/ScharfSandhi

Software to apply sandhi to Sanskrit text

Primary LanguagePythonMIT LicenseMIT

ScharfSandhi

Software to apply sandhi to Sanskrit text.

History

Approximately in 1992-2000, Peter Scharf sanskritlibrary.org wrote a computer program in the Pascal language to 'do sandhi'. This is the base form of the sandhi programs in this repository. See also paniniSandhi.

In 2009, I (Jim Funderburk) translated the Pascal programs to first Perl and then to Java. Recently (May 2015), I further translated the Java sandhi programs to Python (version 2.7).

Scharf developed a 'test suite' for the Pascal version, and this (with perhaps a few additional tests) is accessible to the Perl, Java, and Python programs.

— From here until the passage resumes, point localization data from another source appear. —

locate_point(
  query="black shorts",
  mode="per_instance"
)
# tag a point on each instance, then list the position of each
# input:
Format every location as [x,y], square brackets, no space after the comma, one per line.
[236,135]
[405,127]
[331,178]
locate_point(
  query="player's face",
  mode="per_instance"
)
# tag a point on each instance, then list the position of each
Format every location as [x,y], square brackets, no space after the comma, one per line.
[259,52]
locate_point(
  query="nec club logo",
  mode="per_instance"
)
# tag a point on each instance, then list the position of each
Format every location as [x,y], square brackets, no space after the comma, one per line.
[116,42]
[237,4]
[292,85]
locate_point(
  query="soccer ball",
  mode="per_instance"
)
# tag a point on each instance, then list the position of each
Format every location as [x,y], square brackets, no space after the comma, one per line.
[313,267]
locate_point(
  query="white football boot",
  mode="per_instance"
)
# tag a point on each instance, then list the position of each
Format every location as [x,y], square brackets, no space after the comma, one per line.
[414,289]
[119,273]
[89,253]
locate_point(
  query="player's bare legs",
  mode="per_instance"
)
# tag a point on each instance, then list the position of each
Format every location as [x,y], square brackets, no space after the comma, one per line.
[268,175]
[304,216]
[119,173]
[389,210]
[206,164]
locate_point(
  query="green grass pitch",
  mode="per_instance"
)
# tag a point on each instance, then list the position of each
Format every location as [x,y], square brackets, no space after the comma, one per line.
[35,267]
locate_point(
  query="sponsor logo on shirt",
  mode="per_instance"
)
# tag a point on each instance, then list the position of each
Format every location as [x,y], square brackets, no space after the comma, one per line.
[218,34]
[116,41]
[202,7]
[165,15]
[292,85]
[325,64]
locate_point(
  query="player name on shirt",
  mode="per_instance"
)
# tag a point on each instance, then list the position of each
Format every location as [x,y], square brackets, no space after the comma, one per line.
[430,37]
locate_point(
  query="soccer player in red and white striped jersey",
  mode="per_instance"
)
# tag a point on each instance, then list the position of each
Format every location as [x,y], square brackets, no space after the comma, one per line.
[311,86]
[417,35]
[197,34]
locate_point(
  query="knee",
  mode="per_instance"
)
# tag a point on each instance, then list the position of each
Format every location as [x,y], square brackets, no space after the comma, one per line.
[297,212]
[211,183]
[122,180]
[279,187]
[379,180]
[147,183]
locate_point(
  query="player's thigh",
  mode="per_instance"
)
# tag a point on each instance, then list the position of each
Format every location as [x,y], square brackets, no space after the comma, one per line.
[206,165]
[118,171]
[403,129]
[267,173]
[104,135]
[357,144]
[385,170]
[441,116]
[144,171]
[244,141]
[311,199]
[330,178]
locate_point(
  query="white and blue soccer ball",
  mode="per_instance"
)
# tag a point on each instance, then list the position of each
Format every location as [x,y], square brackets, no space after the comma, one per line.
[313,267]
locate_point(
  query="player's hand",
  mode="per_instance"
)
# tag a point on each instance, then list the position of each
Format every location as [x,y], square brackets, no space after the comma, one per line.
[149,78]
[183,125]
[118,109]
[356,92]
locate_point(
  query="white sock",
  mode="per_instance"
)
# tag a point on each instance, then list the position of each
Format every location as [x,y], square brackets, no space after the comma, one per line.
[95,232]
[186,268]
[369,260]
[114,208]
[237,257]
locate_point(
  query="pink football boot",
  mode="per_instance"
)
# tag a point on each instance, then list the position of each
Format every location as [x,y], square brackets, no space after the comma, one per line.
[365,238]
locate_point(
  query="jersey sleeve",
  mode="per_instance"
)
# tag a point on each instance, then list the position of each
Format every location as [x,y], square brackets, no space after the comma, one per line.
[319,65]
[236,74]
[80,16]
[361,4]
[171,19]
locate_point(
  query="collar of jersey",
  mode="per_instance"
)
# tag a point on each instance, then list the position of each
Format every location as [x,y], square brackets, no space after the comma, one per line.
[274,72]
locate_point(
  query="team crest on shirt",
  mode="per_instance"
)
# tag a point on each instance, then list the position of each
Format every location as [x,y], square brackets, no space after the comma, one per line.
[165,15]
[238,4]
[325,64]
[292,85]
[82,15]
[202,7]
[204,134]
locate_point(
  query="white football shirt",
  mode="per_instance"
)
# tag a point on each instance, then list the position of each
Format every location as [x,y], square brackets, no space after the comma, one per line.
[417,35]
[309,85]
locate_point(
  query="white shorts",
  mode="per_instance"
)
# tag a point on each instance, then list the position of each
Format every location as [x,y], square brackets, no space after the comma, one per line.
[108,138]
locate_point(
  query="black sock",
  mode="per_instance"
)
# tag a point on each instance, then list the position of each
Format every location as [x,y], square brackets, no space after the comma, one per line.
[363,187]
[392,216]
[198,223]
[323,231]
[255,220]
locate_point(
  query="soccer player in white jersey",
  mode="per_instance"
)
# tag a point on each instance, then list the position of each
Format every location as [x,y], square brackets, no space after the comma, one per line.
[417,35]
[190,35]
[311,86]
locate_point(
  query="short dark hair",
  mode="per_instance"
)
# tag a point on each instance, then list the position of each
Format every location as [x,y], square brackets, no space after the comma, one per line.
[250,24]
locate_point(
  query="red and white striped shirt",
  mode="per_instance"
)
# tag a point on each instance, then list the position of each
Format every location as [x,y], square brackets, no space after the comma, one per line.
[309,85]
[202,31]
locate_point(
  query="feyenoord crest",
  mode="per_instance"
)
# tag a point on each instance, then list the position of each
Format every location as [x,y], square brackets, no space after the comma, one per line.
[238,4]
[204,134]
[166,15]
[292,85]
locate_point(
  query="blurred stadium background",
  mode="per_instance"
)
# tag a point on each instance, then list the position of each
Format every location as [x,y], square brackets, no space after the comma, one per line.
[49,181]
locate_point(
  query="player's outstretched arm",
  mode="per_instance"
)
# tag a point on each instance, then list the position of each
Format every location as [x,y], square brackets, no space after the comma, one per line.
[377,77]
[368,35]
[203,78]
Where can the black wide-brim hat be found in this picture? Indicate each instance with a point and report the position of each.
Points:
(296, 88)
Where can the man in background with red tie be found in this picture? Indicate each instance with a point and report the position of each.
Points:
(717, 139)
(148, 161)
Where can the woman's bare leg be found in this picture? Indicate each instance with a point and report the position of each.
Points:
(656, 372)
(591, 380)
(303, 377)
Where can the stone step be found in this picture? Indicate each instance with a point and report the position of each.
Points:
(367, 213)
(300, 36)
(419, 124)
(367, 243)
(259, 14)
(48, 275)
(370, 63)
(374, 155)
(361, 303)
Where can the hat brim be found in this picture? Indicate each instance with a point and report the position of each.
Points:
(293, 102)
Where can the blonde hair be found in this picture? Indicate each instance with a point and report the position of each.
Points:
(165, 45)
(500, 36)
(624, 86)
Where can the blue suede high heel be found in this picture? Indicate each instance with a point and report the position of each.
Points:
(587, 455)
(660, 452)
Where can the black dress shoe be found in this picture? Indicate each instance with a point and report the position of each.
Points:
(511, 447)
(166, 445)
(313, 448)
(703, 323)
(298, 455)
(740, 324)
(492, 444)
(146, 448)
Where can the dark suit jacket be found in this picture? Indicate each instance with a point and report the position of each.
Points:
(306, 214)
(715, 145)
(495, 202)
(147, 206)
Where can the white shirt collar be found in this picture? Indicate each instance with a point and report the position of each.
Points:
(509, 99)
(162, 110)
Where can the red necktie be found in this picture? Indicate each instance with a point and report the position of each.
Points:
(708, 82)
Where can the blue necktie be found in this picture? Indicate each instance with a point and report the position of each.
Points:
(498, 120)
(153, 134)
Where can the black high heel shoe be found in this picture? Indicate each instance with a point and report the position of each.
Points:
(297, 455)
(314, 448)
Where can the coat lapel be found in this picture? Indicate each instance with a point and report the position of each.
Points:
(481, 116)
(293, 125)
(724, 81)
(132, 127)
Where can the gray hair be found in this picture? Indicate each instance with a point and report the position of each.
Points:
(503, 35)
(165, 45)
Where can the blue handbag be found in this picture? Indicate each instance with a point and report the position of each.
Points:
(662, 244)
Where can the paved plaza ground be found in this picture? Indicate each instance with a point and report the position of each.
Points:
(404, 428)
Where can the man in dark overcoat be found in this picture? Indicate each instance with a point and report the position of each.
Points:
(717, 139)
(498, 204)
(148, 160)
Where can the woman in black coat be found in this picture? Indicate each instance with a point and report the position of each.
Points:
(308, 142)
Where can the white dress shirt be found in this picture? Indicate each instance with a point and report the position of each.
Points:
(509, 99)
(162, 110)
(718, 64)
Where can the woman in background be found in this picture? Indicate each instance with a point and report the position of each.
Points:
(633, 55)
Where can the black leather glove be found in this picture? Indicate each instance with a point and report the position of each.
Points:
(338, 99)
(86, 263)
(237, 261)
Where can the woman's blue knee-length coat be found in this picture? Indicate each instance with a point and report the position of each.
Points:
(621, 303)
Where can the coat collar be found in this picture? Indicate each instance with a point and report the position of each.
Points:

Currently, I do not know how to run the original Pascal program; the translated programs work in current computer environments.

Descriptions of Directories

  • PMSPascal contains Scharf's Pascal programs, as a collection of 6 files, with two versions of one of the files.

  • perl contains the translation to Perl:

    • sandhi.pm is the Perl module containing the translation of all of Scharf's Pascal code.
    • scharfsandhitest.pl contains a program used for testing sandhi.pm
    • testsuite.sh is a Bash script which applies the scharfsandhitest.pl test program using the files in the testfiles directory (see below)
    • testlog.txt shows the stdout output of testsuite.sh
  • java contains the translation to Java:

    • ScharfSandhi.java is the Java source code for the Java class containing a translation of Pascal code.
    • ScharfSandhiTest.java, testsuite.sh, and testlog.txt are Java versions as described above
    • ScharfSandhiArg.java is a simple command-line program that can do one sandhi transformation .
    • ScharfSandhiString.java is a second simple command-line program, that applies compound sandhi and then external sandhi to an input string
  • java/2020 contains revised ScharfSandhi.java and ScharfSandhiArg.java as described in sandhiRepairs.txt

    • See readme-2020 for Scharf's notes on the January 2020 changes.
    • As of May 25, 2020, there is a slight incompatibility between ScharfSandhiArg.java and the python4 version.
    • See readme.md.
  • python contains the translation to Python.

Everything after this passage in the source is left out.